Exchange difference on the re-translation or settlement of monetary items are recognised in the Statement of Profit and Loss in the period in which they arise except for exchange differences on restatement of long-term receivables from non-integral foreign operations that are considered as net investment in such operations in earlier years and carried on transition to Ind AS until disposal of such net investment, in which case the accumulated balance in Foreign exchange fluctuation reserve will be recognised as income / expense in the same period in which the gain or loss on disposal will be recognised.
3.07 Intangible assets
Intangible assets with finite useful lives that are acquired separately are carried at cost/deemed cost less accumulated amortisation and accumulated impairment losses, if any. Amortisation is recognised on straight-line basis over the estimated useful lives of assets. The estimated useful life and amortisation method are reviewed at the end of each reporting period, with the effect of any changes in estimate being accounted for on a prospective basis. Intangible assets with indefinite useful lives that are acquired separately are carried at cost less accumulated impairment losses, if any.
Estimated useful lives of the intangible assets are as follows:
Computer Software : 1 to 10 years
An intangible asset is derecognised upon disposal or when no future economic benefits are expected to arise from the continued use of the asset. Any gain or loss arising on the disposal or retirement of intangible assets is recognised in the Statement of Profit and Loss.
3.08 Borrowing Cost
Borrowing costs directly attributable to the acquisition, construction or production of qualifying assets, which are assets that necessarily take a substantial period of time to get ready for their intended use or sale, are added to the cost of those assets, until such time as the assets are substantially ready for their intended use.

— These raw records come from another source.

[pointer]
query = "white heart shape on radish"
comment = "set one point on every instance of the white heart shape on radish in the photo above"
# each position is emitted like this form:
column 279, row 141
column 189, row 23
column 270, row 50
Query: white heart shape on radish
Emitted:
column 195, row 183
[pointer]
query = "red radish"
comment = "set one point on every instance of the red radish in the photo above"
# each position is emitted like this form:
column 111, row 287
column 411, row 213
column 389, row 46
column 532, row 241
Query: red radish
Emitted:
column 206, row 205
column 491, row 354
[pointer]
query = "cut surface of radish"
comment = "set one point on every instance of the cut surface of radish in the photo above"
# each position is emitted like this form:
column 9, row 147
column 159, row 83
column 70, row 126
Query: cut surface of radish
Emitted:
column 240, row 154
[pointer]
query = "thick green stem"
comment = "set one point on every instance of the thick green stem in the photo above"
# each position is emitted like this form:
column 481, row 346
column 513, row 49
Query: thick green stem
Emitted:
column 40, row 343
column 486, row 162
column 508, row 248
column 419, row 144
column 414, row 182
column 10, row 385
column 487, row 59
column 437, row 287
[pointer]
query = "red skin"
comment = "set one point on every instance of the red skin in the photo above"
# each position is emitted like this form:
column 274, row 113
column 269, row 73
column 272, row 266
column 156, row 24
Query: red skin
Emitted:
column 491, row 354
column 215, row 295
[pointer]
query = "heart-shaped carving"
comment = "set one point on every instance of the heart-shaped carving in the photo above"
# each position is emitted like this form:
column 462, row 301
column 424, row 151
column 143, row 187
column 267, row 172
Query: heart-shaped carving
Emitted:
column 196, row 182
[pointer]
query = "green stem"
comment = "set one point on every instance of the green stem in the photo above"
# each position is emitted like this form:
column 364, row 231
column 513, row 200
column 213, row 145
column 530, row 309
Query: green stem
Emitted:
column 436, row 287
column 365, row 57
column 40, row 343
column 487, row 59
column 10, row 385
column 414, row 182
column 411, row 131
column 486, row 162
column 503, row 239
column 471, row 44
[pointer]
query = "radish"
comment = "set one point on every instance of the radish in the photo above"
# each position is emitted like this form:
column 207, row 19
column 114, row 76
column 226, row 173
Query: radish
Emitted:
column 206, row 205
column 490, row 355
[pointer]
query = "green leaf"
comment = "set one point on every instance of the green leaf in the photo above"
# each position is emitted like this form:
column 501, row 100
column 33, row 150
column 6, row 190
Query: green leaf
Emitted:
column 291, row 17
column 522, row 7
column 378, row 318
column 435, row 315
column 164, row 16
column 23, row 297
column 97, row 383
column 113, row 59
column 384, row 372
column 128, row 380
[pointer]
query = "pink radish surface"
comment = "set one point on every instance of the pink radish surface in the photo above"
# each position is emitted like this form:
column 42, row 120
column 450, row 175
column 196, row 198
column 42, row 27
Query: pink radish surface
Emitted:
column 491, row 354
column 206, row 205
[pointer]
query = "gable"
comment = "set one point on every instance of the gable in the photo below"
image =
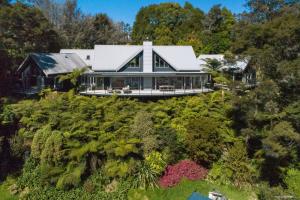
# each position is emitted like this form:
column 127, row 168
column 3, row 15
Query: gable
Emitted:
column 134, row 65
column 181, row 58
column 160, row 65
column 114, row 57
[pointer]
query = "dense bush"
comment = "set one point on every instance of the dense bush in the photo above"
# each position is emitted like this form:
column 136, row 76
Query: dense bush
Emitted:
column 234, row 168
column 184, row 169
column 292, row 180
column 204, row 140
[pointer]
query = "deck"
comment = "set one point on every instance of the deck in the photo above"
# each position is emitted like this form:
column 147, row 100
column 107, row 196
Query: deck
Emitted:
column 146, row 93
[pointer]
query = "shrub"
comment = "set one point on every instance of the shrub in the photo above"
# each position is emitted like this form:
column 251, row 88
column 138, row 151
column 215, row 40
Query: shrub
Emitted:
column 145, row 177
column 184, row 169
column 234, row 168
column 204, row 140
column 156, row 162
column 292, row 180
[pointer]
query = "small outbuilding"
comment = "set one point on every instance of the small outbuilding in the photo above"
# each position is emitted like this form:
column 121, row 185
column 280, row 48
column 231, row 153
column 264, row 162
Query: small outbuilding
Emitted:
column 41, row 70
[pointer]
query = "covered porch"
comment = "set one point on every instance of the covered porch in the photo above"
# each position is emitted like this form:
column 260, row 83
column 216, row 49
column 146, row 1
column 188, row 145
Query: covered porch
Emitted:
column 141, row 84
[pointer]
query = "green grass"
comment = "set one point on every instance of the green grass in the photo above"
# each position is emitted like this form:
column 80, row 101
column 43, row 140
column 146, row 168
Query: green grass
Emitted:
column 4, row 193
column 185, row 189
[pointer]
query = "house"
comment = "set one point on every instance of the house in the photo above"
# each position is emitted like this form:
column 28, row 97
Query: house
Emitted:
column 240, row 70
column 131, row 70
column 41, row 70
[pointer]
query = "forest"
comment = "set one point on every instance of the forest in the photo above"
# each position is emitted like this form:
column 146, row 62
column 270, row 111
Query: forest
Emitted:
column 243, row 142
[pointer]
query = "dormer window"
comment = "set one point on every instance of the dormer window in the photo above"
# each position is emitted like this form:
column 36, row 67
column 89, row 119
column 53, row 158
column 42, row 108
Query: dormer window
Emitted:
column 136, row 62
column 159, row 62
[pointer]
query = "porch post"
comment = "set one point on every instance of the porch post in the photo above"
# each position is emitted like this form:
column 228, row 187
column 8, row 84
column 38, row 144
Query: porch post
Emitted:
column 102, row 78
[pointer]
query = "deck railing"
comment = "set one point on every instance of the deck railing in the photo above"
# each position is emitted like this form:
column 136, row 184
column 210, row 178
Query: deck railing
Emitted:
column 140, row 92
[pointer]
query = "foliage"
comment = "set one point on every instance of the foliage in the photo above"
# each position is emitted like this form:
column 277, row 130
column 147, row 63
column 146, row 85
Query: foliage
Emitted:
column 234, row 168
column 24, row 30
column 145, row 177
column 204, row 141
column 265, row 192
column 156, row 162
column 279, row 151
column 184, row 169
column 170, row 23
column 72, row 77
column 292, row 180
column 185, row 188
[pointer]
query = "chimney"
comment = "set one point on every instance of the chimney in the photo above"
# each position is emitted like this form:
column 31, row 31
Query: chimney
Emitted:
column 147, row 56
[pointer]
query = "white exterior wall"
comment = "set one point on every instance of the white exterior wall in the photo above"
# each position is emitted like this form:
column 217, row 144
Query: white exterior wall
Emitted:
column 147, row 83
column 147, row 56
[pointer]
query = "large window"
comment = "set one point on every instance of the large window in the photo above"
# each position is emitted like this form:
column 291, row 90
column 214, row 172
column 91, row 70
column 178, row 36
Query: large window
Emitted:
column 159, row 62
column 136, row 62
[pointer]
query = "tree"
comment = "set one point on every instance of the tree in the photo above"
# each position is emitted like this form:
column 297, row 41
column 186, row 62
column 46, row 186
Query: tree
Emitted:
column 204, row 141
column 23, row 30
column 279, row 151
column 4, row 2
column 143, row 128
column 217, row 34
column 234, row 168
column 265, row 10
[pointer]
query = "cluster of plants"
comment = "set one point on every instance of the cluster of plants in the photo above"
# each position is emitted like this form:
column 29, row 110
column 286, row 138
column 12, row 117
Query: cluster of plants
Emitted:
column 67, row 139
column 184, row 169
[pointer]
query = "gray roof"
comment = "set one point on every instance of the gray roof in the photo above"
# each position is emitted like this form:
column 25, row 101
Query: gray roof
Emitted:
column 113, row 57
column 182, row 58
column 86, row 55
column 239, row 65
column 56, row 63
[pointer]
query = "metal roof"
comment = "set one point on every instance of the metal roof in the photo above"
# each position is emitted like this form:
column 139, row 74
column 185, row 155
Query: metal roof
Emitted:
column 240, row 65
column 113, row 57
column 56, row 63
column 179, row 57
column 86, row 55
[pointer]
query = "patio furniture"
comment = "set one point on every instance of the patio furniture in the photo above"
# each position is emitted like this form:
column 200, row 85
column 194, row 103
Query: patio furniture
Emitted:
column 197, row 196
column 167, row 88
column 216, row 196
column 126, row 90
column 109, row 90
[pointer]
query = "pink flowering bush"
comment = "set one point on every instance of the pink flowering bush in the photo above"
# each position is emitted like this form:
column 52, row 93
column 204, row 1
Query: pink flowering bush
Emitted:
column 184, row 169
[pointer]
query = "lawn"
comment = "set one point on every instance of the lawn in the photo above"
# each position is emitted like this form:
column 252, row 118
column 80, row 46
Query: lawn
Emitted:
column 185, row 189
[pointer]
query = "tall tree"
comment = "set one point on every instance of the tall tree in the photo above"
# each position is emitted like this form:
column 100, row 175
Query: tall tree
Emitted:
column 23, row 30
column 264, row 10
column 217, row 35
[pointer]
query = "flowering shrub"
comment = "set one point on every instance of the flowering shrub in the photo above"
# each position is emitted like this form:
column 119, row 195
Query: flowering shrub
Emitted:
column 156, row 162
column 184, row 169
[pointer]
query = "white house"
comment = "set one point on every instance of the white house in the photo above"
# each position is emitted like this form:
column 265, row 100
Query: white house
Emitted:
column 134, row 70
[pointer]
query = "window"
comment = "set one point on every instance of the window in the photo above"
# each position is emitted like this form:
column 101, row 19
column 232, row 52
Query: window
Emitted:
column 136, row 62
column 159, row 62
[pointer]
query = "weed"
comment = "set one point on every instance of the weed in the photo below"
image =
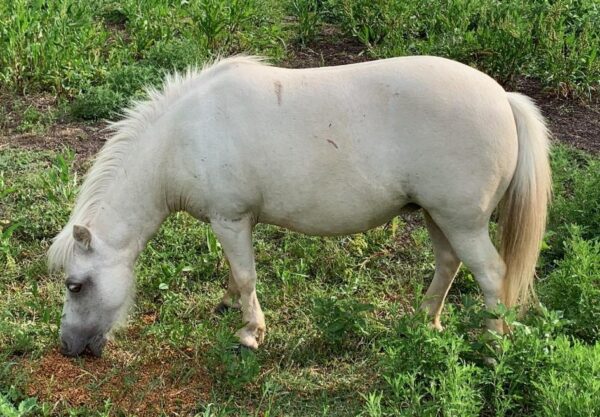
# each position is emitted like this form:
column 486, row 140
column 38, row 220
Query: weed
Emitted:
column 97, row 103
column 309, row 19
column 339, row 320
column 574, row 287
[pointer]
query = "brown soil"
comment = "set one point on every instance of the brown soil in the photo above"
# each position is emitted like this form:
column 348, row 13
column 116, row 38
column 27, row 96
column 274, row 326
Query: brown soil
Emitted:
column 570, row 121
column 143, row 386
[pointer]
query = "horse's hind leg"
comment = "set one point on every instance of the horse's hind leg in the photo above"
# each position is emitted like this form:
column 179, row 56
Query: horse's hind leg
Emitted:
column 236, row 240
column 231, row 298
column 446, row 265
column 472, row 244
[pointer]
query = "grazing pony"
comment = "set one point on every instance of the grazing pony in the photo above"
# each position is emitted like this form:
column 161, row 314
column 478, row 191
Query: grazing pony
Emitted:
column 323, row 151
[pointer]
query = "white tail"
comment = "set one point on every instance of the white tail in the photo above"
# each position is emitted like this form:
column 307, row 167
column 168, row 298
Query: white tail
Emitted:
column 524, row 207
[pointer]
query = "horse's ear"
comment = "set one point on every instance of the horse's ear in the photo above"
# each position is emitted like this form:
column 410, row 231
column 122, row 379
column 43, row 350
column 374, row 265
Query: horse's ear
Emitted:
column 82, row 236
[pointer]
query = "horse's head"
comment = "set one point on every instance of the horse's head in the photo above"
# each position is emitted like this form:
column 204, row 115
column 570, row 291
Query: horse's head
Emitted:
column 99, row 287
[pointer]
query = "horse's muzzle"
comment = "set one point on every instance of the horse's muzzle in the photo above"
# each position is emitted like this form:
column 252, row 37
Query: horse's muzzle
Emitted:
column 72, row 345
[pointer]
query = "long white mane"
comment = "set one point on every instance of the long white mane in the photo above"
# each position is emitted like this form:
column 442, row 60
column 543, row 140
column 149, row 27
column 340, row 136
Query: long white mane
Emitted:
column 135, row 120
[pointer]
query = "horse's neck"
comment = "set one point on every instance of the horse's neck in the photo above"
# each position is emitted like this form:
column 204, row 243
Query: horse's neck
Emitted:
column 134, row 205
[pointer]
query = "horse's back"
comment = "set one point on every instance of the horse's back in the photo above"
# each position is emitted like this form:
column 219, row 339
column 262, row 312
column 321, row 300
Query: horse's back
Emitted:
column 342, row 149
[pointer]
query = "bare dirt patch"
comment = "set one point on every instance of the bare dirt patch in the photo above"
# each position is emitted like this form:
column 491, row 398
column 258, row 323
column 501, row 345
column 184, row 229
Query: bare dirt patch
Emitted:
column 570, row 121
column 141, row 385
column 330, row 48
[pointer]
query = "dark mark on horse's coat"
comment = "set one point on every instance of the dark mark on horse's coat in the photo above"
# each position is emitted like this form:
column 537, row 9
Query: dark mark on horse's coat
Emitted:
column 278, row 90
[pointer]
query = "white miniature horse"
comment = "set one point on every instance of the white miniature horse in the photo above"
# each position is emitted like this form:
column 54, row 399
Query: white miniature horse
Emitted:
column 323, row 151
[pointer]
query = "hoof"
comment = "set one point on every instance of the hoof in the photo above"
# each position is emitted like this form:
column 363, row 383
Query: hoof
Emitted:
column 251, row 338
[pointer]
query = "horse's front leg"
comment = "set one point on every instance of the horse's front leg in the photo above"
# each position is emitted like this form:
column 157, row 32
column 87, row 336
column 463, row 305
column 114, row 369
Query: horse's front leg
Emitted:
column 231, row 298
column 236, row 239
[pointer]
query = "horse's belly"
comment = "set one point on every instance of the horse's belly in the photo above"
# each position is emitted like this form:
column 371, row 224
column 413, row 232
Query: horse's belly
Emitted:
column 331, row 216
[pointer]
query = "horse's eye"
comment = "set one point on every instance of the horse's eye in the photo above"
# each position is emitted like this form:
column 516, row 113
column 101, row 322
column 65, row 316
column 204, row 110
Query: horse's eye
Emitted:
column 74, row 287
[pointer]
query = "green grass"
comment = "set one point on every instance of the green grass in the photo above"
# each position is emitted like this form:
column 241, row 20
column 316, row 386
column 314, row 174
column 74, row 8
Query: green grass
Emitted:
column 556, row 42
column 342, row 336
column 98, row 55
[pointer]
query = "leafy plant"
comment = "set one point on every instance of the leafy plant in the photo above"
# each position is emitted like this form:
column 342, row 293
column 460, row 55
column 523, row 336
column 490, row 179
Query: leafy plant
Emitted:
column 574, row 287
column 309, row 19
column 338, row 320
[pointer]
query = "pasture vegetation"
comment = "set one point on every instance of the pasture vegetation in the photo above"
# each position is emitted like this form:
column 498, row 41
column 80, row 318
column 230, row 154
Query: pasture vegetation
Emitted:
column 343, row 336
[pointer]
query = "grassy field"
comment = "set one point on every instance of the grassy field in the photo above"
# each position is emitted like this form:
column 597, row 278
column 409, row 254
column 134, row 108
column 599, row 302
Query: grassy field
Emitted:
column 343, row 335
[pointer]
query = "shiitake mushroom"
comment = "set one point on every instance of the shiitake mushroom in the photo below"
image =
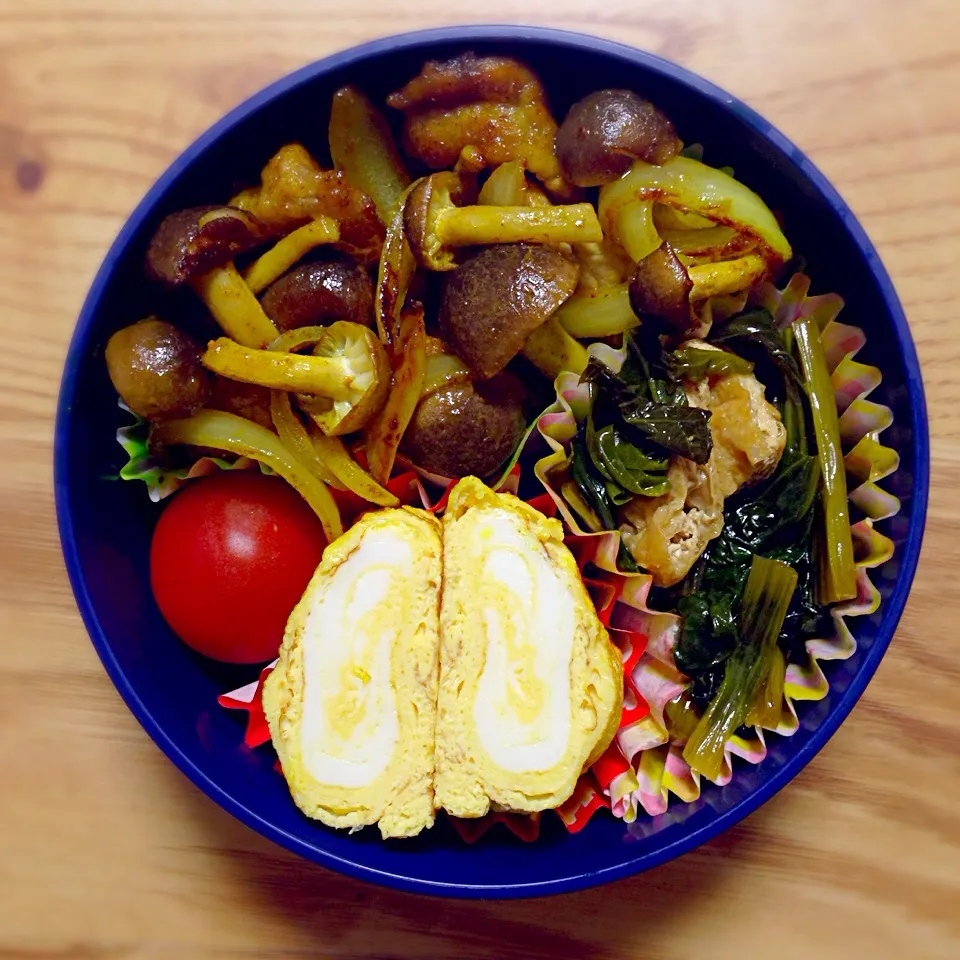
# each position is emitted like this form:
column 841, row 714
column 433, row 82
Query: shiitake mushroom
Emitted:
column 493, row 301
column 606, row 131
column 467, row 428
column 660, row 290
column 156, row 370
column 320, row 292
column 192, row 242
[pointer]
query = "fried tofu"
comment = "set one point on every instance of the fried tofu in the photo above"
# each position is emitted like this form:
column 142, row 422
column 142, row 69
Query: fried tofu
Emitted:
column 666, row 534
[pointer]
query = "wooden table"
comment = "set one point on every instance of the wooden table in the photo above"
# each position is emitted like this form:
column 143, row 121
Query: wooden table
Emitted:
column 107, row 851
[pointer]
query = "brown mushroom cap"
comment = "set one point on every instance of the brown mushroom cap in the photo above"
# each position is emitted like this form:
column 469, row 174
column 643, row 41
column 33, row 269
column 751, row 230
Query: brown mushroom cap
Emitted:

Interest income earned on the temporary investment of specific borrowings pending their expenditure on qualifying assets is deducted from the borrowing cost eligible for capitalisation.
All other borrowing costs are recognised in profit or loss in the period in which they are incurred.
3.09 Earnings per share
Basic earnings per share is computed by dividing the profit attributable to the ordinary equity holders (i.e., Profit after tax before other comprehensive income) by the weighted average number of shares outstanding during the financial year.
Diluted earnings per share is computed using the weighted average number of share outstanding during the financial year and dilutive potential shares, except where the result would be anti-dilutive.
3.10 Rounding off
All amounts disclosed in the financial statements and notes have been rounded off to the nearest lakhs (upto two decimals) as per the requirements of Schedule III, unless otherwise stated.